The Complaint alleges that Titan, along with Gene Ray (Chairman and CEO), Mark Sopp (CFO), and Deanna Lund (Corporate Controller and Chief Accounting Officer) violated the federal securities laws by issuing a series of materially false and misleading statements to the market. These misstatements had the effect of artificially inflating the market price of Titan's securities.

Much Shelist is currently investigating these claims. If you wish to discuss your rights and interests, or if you have information relevant to the lawsuit, you may contact Carol V. Gilden or Conor R. Crowley at Much Shelist Freed Denenberg Ament & Rubenstein, P.C., by calling a toll-free number 1-800-470-6824, or by sending an e-mail to investorhelp@muchshelist.com. Your e-mail should refer to Titan.

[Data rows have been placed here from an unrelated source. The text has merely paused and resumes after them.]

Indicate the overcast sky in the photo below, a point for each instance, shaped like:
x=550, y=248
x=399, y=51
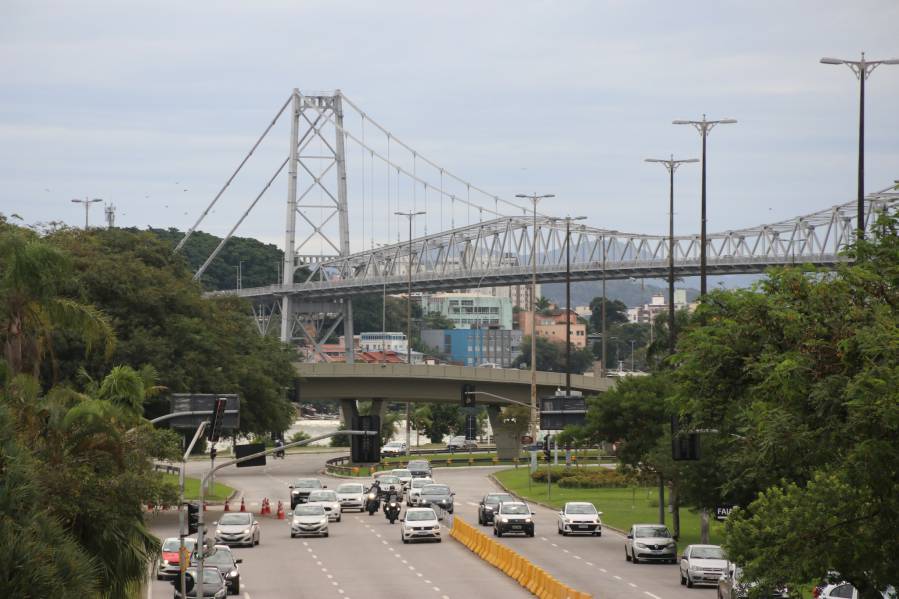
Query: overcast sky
x=150, y=105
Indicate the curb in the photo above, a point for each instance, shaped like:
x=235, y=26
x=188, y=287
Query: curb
x=542, y=504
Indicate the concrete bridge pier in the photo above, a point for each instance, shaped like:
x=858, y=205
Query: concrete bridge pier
x=508, y=445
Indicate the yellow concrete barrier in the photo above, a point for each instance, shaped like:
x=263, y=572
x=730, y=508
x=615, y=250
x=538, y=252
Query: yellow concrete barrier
x=536, y=580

More specifically, the Complaint alleges that defendants failed to disclose and indicate the following in defendants' effort to ensure its merger with Lockheed Martin Corporation ("Lockheed Martin") was approved by shareholders and various regulators: (1) that foreign consultants for Titan were engaging in questionable and potentially illegal activities; (2) that foreign consultants for Titan made improper payments to foreign government officials in violation of the Foreign Corrupt Practices Act; (3) that Titan improperly accounted for the funds used in these payments; and (4) as a result, Titan's improper accounting for such payments allowed Titan to enter into a definitive merger agreement with Lockheed Martin.

On February 13, 2004, Titan announced that representatives of Lockheed Martin and Titan recently initiated meetings with the Department of Justice and the Securities and Exchange Commission to advise them of an internal review relating to certain agreements between Titan and international consultants and related payments in foreign countries.

On Friday, March 5, 2004, Lockheed Martin announced that it had learned of allegations that improper payments were made, or items of value were provided, by consultants for Titan or its subsidiaries to foreign officials. Also on March 5, 2004, Titan confirmed that it had learned of allegations that improper payments were made, or items of value were provided, by consultants for the company or its subsidiaries to foreign officials. The allegations were identified as part of an ongoing review conducted with Lockheed Martin of payments to Titan's international consultants in connection with the proposed acquisition of Titan by Lockheed Martin. As a result of these revelations, shares of Titan fell $1.82 per share, or almost 9%, to close at $19.11 per share.

On March 22, 2004, The Wall Street Journal reported that internal investigators of both Titan and Lockheed Martin had found that Titan had made potentially improper payments overseas. According to the article, Titan made millions of dollars in suspicious payments, some as recently as last year, while competing for business in Africa, the Middle East, and Asia. Moreover, the article reported that the Company was scheduled to hold talks with the Department of Justice about a possible plea agreement.

If you purchased Titan's securities during the Class Period and if you meet certain other legal requirements, you may move the court where the lawsuit has been filed to serve as a lead plaintiff. You must file your motion no later than June 4, 2004.

A lead plaintiff is a representative party that acts on behalf of other class members in directing the litigation. In order to be appointed lead plaintiff, the court must determine that the class member's claim is typical of the claims of other class members, and that the class member will adequately represent the class. Under certain circumstances, one or more class members may together serve as "lead plaintiff." Your ability to share in any recovery is not, however, affected by the decision whether or not to serve as a lead plaintiff. The requirements for serving as a lead plaintiff are set forth in the Private Securities Litigation Reform Act of 1995 (15 U.S.C. Section 78u-4).

Much Shelist's history is one of experience, leadership and results. For more than 25 years, Much Shelist has represented plaintiffs in class action litigation in federal and state courts across the United States. The firm has successfully prosecuted cases involving securities fraud, antitrust violations, consumer fraud, unlawful business practices and insurance company fraud. Under Much Shelist's leadership, class members have obtained judgments and settlements in excess of $4 billion.